Estimators

Author

Dr. Alexander Fisher

Definitions

Definition

A point estimator of an unknown parameter \(\theta\) is a function that converts data into a single element of parameter space \(\Theta\).

Example: Let \(Y_1, \ldots, Y_n | \theta, \sigma^2 \sim \text{iid }~N(\theta, \sigma^2)\). Further assume some prior \(p(\theta, \sigma^2)\). The following are each point estimators of \(\theta\):

\(\bar{y}\)
\(y_1\)
\(\frac{y_1 + y_2}{2}\)

Important

It is convention to write estimators the same way we write the parameter but with a “hat”. For example, \(\theta\) is the parameter and \(\hat{\theta}\) is the estimator.

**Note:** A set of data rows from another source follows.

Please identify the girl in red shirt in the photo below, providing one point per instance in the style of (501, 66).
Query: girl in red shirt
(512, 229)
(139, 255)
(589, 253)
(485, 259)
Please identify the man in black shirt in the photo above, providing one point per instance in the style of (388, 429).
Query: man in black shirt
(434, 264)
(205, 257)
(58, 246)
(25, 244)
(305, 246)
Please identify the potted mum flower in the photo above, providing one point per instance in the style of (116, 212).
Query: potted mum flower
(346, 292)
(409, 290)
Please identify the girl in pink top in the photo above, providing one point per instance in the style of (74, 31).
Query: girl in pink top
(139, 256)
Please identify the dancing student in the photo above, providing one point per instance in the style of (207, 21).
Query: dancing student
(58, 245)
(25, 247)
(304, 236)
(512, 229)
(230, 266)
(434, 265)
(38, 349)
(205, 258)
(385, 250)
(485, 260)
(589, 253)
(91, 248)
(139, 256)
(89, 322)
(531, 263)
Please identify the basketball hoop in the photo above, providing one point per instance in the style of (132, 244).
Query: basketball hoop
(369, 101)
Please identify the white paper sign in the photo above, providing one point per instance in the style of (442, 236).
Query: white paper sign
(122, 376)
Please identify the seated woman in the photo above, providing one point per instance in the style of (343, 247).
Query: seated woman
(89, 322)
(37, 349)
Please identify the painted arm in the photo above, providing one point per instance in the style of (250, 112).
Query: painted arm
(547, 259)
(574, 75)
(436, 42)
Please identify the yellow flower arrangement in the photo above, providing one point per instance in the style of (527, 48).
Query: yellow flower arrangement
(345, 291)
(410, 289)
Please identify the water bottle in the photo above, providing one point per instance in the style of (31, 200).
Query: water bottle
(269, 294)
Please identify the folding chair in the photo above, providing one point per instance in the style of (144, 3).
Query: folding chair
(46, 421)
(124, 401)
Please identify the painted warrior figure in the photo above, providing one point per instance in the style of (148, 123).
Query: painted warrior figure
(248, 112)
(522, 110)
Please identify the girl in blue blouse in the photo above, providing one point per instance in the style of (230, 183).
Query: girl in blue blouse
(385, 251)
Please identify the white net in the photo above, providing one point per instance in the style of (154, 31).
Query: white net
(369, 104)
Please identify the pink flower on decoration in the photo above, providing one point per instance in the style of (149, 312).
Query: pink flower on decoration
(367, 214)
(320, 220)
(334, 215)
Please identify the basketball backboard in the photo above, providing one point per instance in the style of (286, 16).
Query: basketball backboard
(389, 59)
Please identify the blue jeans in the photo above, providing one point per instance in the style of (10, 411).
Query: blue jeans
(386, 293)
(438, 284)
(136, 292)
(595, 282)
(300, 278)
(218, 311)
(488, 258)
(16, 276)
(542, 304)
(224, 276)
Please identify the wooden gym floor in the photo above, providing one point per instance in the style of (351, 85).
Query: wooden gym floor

Sampling properties of a point estimator refer to the estimator’s behavior under hypothetical repeatable surveys or experiments.

Three common sampling properties of estimators we will see again and again are:

bias
variance
mean squared error (MSE)

Intuition

Before we discuss bias, variance and mean squared error of an estimator, it’s important to understand that an estimator is a statistic (function of the data) and therefore a random variable. Because of this, estimator’s have a sampling distribution.

Exercise 1

What does the example below show? What is x?

set.seed(360)

x = vector()
for (i in 1:100) {
  y = rnorm(10)
  x = append(min(y), x)
}
hist(x, freq = FALSE)
abline(v = mean(x), col= "steelblue", lwd = 4)

cat("The variance of x is ", round(var(x), 3))

The variance of x is  0.291

Exercise 2

Imagine \(\hat{\theta}_a\) and \(\hat{\theta}_b\) are two different estimators of \(\theta\). The true value of \(\theta\) is \(\theta_0 = 0\). The sampling distributions of the two estimators are given below. Which estimator do you prefer?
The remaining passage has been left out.